What is the correct cosine-like integral representation of Dirac delta?

Question

exploring the integral representations of the Dirac delta I found this in terms of an integral of cosine function (from wolfram's database, https://functions.wolfram.com/GeneralizedFunctions/DiracDelta/07/01/01/ ) $$\delta(x)=\frac{1}{\pi}\int_{-\infty}^{\infty}\cos{xt}dt $$ but in Wikipedia there is $$\delta(x-\alpha)=\frac{1}{2 \pi} \int_{-\infty}^{\infty} d p \cos (p x-p \alpha)$$ that reduces to $$\delta(x)=\frac{1}{2\pi}\int_{-\infty}^{\infty}\cos{xt}dt$$ So, What is the correct expression?

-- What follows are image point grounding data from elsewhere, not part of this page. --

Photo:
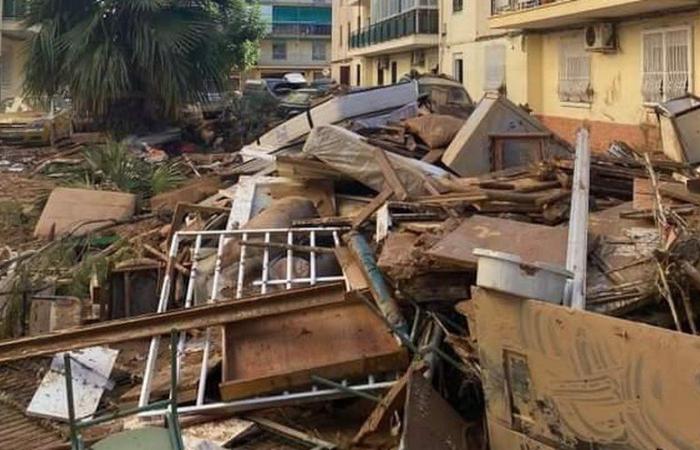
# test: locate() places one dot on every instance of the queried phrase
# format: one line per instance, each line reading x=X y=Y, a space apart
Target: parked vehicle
x=444 y=95
x=25 y=121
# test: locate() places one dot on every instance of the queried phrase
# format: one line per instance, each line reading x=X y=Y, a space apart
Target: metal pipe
x=380 y=290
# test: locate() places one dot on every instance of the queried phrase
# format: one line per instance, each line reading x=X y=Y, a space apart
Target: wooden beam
x=390 y=175
x=156 y=324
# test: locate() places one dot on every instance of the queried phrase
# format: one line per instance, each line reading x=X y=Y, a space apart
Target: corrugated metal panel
x=18 y=381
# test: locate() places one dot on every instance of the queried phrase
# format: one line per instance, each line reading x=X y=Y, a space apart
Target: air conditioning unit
x=383 y=62
x=600 y=37
x=418 y=58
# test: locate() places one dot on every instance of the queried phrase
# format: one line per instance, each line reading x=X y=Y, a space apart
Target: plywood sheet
x=533 y=243
x=281 y=352
x=68 y=208
x=90 y=369
x=575 y=379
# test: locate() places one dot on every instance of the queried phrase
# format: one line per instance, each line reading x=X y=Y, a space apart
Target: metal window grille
x=495 y=56
x=318 y=51
x=666 y=70
x=574 y=71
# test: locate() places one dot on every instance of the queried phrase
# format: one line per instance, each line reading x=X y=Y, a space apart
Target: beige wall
x=468 y=35
x=616 y=78
x=617 y=111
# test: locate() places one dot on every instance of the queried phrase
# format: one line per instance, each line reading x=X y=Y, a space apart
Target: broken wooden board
x=79 y=211
x=90 y=369
x=283 y=352
x=533 y=243
x=337 y=109
x=575 y=379
x=469 y=154
x=352 y=155
x=254 y=194
x=192 y=192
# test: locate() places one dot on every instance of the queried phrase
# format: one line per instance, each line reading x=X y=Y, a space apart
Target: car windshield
x=446 y=94
x=298 y=97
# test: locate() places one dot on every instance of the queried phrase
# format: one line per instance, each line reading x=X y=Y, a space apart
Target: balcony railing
x=14 y=9
x=300 y=29
x=501 y=6
x=415 y=21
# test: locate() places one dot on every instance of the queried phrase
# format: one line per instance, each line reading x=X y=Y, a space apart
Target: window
x=458 y=68
x=318 y=51
x=498 y=6
x=279 y=50
x=574 y=71
x=665 y=64
x=495 y=77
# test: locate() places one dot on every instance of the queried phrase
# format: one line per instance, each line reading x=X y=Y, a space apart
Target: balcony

I tried to show the second one $$\begin{aligned} \delta(x) &=\frac{1}{2\pi}\int_{-\infty}^{\infty}e^{ixt}dt\\ &=\frac{1}{2}\left(\frac{1}{2\pi}\int_{-\infty}^{\infty}e^{ixt}dt+\frac{1}{2\pi}\int_{-\infty}^{\infty}e^{ixt}dt \right)\\ &=\frac{1}{2}\left(\frac{1}{2\pi}\int_{-\infty}^{\infty}e^{ixt}dt+\frac{1}{2\pi}\int_{-\infty}^{\infty}e^{-ixt}dt \right)\\ &=\frac{1}{2\pi}\int_{-\infty}^{\infty}cos(xt)dt \end{aligned}$$ where I used the usual formula $\frac{e^{iz}+e^{-iz}}{2}=cos(z)$.

Greetings and thank you.

Answer 1

Since $\delta(x)$ is real, it is easy to show that the Wikipedia formula is the correct one by taking the real part of the $e^{ixt}$ formula.

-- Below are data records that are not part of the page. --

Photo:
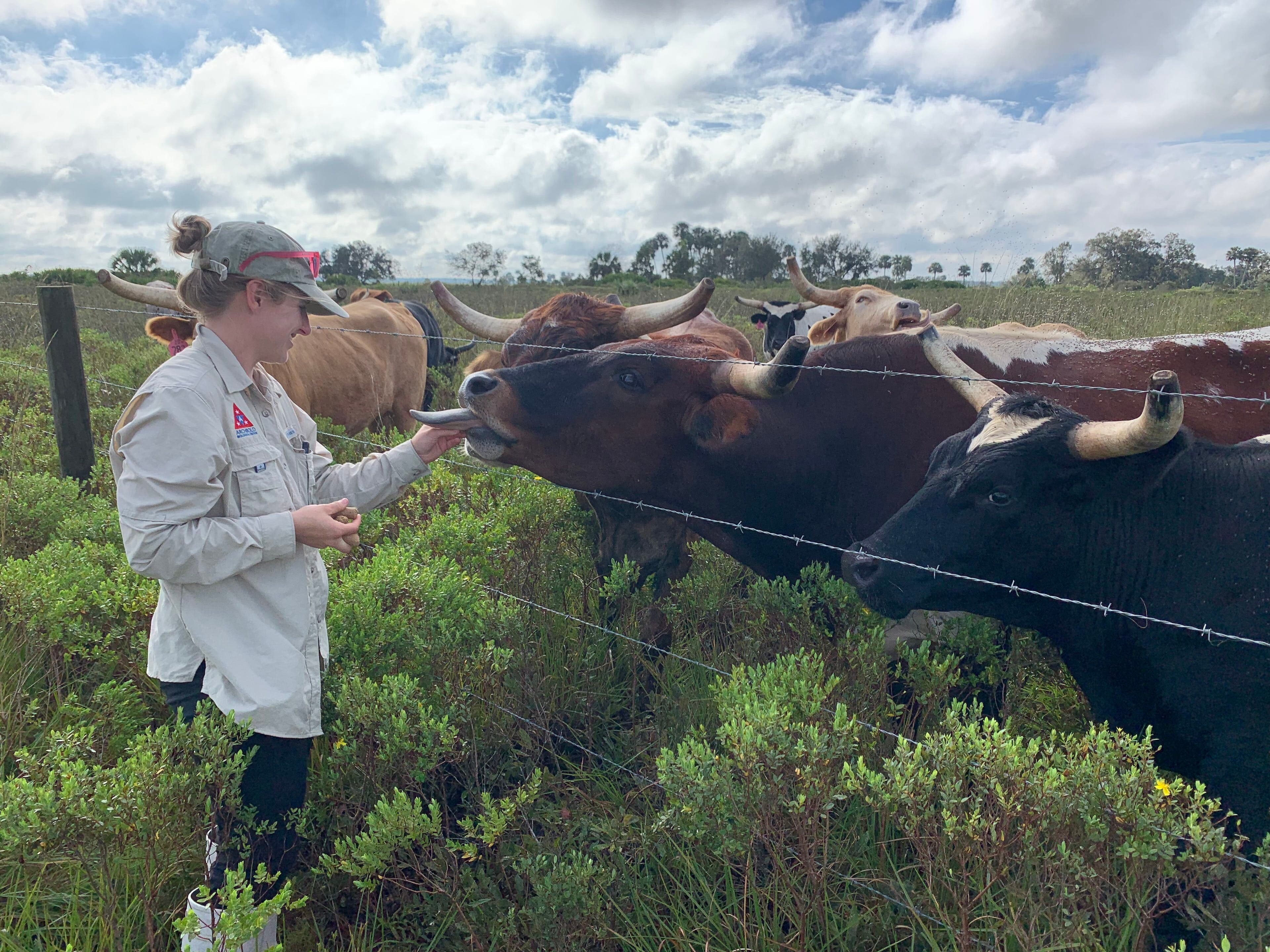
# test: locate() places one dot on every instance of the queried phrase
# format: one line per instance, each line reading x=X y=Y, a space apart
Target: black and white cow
x=783 y=320
x=1141 y=516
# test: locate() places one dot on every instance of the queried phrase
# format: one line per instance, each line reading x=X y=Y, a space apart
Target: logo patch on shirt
x=243 y=427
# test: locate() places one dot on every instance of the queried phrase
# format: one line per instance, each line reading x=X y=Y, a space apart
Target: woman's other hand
x=317 y=526
x=431 y=442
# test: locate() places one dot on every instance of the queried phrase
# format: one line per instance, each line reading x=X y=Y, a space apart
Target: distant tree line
x=1121 y=258
x=1135 y=258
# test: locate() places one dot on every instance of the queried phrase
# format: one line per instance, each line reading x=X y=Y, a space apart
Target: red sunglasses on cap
x=314 y=259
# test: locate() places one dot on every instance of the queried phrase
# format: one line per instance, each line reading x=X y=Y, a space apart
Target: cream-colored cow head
x=863 y=310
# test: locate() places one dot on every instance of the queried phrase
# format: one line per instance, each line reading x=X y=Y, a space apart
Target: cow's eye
x=630 y=380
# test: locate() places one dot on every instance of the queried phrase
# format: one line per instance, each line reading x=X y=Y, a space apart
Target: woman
x=227 y=497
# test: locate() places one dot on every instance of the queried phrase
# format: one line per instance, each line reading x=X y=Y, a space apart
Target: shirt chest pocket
x=260 y=482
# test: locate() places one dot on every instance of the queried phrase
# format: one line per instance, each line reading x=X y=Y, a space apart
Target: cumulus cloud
x=723 y=117
x=600 y=24
x=49 y=13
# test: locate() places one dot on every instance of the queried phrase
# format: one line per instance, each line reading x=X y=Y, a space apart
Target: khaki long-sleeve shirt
x=209 y=465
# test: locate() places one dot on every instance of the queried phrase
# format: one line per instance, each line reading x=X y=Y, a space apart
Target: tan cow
x=357 y=380
x=571 y=323
x=867 y=310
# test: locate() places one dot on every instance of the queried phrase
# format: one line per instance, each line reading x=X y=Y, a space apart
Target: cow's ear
x=722 y=420
x=160 y=328
x=824 y=332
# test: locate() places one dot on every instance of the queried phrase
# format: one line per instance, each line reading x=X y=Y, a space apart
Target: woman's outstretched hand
x=317 y=526
x=431 y=442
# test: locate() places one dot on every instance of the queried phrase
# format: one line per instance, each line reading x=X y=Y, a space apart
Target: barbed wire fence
x=1205 y=631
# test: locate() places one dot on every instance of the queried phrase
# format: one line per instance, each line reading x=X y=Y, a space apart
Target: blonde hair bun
x=189 y=234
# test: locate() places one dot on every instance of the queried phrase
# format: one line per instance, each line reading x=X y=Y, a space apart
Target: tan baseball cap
x=260 y=251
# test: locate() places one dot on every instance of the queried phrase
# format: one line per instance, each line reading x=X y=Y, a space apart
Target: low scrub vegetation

\begin{align} \delta(x) = \mathrm{Re}(\delta(x)) &= \frac{1}{2\pi}\mathrm{Re}\left(\int_{-\infty}^{\infty} e^{ixt}dt\right)\\ &= \frac{1}{2\pi}\int_{-\infty}^{\infty} \cos(xt)dt. \end{align}

The wolfram formula looks wrong to me. Maybe it was intended to be a one-sided integral?